As with patient’s suffering from this condition, she lost weight rapidly and her health deteriorated and she was again committed to the care of Doctor Tuke, but she never really recovered and passed away on the 15th of March 1882.

Her cause of death was recorded mysteriously as exhaustion and atrophy of the nervous system.

There were rumours of suicide but these were never really followed up.

I would like to think that given the right circumstances, Sophie might have been able to conquer or at least live with her demons and a late portrait by Millais painted in 1880, shows a much different Sophie.

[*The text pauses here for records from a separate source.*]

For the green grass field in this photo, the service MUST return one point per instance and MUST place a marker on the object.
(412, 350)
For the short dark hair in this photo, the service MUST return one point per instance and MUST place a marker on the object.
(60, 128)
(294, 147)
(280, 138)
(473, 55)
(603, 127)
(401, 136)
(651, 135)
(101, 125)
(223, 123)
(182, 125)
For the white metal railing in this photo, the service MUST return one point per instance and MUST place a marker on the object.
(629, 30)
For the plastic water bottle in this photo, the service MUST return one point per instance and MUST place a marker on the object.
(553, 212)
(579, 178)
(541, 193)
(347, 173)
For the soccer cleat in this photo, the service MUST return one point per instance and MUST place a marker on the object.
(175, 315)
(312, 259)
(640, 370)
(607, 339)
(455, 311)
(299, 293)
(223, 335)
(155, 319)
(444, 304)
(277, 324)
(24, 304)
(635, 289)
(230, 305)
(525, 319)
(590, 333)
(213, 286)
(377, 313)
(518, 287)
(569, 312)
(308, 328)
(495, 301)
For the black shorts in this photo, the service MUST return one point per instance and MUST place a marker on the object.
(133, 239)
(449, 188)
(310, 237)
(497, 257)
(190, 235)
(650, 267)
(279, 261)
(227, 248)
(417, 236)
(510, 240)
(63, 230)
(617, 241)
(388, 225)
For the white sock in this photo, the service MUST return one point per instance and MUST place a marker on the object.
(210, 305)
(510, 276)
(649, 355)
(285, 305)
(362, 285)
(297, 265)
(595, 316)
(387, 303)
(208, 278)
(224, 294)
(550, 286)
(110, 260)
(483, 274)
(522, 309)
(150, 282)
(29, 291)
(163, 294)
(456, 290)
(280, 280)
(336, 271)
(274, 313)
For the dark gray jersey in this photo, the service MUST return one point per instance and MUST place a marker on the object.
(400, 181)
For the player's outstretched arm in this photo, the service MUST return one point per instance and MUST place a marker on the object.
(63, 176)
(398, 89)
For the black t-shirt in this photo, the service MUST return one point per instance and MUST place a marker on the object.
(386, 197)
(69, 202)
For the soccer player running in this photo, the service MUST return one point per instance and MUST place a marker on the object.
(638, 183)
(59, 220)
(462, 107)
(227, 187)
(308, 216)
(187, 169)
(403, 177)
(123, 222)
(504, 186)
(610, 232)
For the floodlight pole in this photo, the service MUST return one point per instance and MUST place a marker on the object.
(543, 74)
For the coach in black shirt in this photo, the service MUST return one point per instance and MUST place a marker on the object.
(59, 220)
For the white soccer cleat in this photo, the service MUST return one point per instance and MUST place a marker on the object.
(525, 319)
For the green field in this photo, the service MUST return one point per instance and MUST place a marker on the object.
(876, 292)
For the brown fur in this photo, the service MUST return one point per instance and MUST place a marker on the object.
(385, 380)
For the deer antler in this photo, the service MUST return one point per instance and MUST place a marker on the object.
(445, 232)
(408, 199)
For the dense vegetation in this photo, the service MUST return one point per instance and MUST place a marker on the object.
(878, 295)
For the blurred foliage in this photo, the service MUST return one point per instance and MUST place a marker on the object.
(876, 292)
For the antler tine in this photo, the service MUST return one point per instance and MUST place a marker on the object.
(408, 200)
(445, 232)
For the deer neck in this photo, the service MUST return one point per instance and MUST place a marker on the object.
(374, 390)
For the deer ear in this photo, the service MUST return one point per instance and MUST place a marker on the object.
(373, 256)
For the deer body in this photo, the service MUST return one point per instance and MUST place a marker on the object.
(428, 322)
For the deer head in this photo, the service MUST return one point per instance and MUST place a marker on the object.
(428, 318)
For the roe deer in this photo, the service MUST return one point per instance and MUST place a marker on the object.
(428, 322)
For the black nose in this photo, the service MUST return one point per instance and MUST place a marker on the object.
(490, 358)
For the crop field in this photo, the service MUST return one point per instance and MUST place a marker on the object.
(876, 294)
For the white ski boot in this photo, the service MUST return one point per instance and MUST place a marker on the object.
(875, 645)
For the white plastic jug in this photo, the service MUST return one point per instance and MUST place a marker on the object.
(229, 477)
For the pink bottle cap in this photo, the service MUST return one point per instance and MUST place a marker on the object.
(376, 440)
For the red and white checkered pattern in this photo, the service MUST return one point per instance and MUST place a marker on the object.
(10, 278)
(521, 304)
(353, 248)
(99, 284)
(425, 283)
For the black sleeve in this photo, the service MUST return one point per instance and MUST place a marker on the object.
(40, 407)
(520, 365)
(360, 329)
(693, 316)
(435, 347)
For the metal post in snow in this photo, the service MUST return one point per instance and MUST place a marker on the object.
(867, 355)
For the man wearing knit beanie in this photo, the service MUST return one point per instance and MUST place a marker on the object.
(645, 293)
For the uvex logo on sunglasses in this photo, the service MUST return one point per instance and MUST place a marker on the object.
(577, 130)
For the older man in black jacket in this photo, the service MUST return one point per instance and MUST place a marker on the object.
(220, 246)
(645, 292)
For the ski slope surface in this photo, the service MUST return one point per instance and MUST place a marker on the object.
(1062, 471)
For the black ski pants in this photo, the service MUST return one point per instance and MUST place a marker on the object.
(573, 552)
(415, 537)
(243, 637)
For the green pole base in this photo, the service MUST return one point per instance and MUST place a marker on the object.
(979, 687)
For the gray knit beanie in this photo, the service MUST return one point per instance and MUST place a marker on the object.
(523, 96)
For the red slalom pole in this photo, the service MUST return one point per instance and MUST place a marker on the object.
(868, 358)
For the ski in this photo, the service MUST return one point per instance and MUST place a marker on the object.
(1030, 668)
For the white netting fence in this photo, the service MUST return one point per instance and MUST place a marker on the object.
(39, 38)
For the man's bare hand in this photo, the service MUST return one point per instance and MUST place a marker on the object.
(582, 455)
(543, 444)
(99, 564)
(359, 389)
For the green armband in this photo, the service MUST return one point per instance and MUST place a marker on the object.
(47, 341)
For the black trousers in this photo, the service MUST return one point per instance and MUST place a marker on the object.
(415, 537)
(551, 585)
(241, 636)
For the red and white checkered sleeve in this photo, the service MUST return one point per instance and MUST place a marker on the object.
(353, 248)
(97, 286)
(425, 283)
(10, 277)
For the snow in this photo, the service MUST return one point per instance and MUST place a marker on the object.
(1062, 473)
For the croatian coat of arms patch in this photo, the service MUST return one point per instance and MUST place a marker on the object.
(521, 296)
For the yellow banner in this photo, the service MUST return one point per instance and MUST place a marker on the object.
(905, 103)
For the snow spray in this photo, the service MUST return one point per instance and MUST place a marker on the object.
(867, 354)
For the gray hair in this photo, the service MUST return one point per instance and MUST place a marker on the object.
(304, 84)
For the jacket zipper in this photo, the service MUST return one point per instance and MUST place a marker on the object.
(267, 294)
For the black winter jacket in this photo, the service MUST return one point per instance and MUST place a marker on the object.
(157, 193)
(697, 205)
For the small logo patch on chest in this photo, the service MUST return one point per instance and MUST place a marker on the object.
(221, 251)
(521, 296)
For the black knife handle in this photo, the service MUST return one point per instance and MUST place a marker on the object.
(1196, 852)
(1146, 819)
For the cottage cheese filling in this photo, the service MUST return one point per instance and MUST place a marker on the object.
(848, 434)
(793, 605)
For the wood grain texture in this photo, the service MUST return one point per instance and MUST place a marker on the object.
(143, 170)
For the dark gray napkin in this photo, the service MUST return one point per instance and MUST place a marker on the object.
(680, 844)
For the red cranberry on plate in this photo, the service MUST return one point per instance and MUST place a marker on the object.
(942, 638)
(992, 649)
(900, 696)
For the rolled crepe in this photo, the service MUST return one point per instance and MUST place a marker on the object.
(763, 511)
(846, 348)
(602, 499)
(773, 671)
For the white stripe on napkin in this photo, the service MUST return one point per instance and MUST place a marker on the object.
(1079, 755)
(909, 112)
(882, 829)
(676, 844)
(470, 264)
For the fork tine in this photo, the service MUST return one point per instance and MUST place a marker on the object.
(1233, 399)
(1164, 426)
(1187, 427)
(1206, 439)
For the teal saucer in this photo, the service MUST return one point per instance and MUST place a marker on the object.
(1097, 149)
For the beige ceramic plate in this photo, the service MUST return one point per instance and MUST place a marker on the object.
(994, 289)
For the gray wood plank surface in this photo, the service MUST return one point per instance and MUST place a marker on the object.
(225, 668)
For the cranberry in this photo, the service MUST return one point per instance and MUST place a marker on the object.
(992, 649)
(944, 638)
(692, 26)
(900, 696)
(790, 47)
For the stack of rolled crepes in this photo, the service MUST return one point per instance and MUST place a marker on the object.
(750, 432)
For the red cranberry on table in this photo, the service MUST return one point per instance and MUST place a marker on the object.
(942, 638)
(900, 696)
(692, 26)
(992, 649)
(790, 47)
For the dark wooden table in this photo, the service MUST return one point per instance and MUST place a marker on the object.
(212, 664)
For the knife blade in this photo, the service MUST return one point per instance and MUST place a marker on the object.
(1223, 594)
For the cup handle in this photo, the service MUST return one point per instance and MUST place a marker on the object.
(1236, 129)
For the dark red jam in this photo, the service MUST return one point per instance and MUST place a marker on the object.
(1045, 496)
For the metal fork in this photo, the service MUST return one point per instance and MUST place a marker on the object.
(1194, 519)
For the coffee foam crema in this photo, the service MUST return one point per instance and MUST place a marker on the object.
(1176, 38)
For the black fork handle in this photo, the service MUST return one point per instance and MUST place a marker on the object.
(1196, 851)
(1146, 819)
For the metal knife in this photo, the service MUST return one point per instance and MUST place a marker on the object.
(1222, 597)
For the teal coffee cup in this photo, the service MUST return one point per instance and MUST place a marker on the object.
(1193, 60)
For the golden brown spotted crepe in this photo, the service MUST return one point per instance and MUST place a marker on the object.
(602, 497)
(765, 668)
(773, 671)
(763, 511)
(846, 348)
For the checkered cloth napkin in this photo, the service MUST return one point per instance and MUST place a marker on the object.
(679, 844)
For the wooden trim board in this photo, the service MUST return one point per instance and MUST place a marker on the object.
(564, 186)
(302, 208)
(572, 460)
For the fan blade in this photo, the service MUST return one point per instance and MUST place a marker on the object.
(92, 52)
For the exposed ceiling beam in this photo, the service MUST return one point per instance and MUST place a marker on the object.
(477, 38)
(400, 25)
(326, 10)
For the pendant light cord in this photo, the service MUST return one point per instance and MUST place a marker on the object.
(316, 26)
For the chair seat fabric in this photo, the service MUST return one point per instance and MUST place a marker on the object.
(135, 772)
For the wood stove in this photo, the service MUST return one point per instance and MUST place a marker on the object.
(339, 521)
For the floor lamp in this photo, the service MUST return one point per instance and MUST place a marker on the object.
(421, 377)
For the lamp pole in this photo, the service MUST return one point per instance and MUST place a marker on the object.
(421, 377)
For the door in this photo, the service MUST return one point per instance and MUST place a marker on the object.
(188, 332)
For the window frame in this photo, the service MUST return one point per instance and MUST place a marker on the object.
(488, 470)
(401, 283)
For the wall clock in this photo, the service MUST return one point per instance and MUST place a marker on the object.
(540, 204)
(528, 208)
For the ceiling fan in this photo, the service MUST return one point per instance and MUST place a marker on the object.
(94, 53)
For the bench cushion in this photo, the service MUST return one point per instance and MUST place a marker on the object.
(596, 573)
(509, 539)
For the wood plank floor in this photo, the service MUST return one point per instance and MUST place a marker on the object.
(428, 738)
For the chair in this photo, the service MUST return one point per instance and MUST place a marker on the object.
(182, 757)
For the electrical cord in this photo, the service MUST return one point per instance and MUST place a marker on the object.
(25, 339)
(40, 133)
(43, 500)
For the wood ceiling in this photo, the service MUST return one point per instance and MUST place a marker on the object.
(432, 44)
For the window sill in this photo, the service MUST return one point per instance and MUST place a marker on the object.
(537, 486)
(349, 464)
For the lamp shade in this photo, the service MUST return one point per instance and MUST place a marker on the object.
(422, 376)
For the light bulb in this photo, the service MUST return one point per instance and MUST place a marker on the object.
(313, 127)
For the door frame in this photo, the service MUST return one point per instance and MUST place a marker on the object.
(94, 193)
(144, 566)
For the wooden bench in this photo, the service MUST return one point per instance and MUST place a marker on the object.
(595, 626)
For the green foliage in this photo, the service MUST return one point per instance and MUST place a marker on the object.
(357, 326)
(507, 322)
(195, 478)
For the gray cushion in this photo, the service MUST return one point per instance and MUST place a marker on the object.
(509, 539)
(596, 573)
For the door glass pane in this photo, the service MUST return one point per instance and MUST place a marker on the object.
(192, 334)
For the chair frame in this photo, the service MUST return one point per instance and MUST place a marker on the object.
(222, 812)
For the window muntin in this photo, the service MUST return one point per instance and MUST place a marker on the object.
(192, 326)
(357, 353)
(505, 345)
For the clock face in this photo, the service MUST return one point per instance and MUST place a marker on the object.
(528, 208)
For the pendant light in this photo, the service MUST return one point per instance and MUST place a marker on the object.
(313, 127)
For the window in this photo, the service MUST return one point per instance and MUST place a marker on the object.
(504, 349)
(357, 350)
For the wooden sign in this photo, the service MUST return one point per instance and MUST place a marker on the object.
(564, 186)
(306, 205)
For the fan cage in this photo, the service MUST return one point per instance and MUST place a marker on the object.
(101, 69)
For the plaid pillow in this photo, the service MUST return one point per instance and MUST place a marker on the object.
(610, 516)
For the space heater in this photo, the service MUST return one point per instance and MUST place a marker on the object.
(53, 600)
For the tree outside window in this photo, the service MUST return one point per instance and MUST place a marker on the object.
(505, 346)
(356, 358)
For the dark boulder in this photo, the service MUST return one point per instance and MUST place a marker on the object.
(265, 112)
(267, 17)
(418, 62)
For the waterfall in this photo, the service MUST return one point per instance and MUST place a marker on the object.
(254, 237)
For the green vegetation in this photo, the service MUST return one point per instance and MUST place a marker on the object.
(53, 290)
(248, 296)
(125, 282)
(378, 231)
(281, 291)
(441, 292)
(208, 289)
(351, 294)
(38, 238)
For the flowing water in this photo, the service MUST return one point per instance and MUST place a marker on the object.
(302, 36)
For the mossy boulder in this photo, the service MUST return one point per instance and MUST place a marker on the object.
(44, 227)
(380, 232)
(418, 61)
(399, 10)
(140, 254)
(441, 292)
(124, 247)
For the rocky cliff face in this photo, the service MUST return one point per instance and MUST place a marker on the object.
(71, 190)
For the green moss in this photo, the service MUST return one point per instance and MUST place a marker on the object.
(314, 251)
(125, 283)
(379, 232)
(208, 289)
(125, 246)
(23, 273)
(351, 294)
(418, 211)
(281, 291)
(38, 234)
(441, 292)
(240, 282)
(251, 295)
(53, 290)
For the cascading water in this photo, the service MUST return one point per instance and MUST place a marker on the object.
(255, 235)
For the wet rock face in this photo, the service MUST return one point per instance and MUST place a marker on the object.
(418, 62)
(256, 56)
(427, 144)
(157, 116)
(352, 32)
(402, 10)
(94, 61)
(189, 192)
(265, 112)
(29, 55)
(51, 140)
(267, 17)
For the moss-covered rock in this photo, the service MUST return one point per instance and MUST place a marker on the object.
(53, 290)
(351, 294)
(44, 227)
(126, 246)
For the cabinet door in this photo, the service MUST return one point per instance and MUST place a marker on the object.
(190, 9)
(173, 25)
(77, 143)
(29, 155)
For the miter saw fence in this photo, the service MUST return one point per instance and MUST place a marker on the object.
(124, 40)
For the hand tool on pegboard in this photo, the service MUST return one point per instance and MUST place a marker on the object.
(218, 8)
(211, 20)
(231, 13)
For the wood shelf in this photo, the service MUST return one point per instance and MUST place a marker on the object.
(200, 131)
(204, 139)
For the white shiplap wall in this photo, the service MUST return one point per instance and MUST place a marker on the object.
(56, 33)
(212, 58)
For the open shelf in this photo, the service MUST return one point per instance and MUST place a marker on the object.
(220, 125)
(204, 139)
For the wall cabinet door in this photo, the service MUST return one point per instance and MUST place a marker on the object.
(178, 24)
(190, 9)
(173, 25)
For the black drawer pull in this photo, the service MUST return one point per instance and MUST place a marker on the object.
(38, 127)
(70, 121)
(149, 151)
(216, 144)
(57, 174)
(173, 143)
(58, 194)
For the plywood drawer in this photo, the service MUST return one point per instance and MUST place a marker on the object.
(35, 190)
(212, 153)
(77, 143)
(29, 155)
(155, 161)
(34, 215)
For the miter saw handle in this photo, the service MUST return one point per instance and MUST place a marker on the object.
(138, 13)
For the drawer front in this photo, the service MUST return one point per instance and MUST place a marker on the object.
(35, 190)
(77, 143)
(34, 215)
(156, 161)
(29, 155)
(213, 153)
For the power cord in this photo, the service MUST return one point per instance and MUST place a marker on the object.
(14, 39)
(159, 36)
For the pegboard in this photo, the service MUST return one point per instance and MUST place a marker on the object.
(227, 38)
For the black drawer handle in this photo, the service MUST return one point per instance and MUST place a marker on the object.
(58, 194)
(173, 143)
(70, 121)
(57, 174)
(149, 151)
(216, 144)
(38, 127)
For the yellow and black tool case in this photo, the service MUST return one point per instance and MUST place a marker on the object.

She has aged and looks older than her thirty-seven years. Her once luxurious hair is showing evidence of greyness and is tightly wound. 

Sophie’s posture is nervous almost insular and she bends her fingers with nervous impression. She is dressed modestly and could almost be a spinster hidden away in the shadows. 

Her colours are sombre and Millais has almost created a ghost like figure in complete contrast with the sensuous portrait painted some twenty-three years previously.

It is one of the most tragic of his works and in my view, should be hung next to the 1857 portrait but this unlikely to happen.

Other interesting facts I found whilst researching this article was that sadly, Sophie’s daughter died in 1888 at exactly the same age as her mother had been when she sat for the famous portrait. .

Her husband, although neglectful of Sophie, helped to fund Ernest Shackleton’s Trans-Antarctic expedition (1914-1917) and was a major benefactor to the city of Dundee.

Although he has been painted as being neglectful of Sophie, the death of his wife and his daughter within six years of each other seemed to have hit James Caird hard and he became increasingly philanthropic in his later years (he died in 1916).

He contributed £18,500 to the Dundee Royal Infirmary so that they could erect a hospital for the treatment of cancer. This was one of his many generous gifts to the city.

I believe that James was just a typical Victorian businessman but in Sophie’s case, his neglect was not helpful. Maybe he did not fully understand Sophie’s condition and the dangers it presented.

If I had the funds available (and if the present owners would sell), I would purchase Sophie’s 1857 portrait and loan it to a gallery so that visitors could examine this astonishing work and maybe try to discover some of its secrets.

It is one of the most enigmatic of paintings.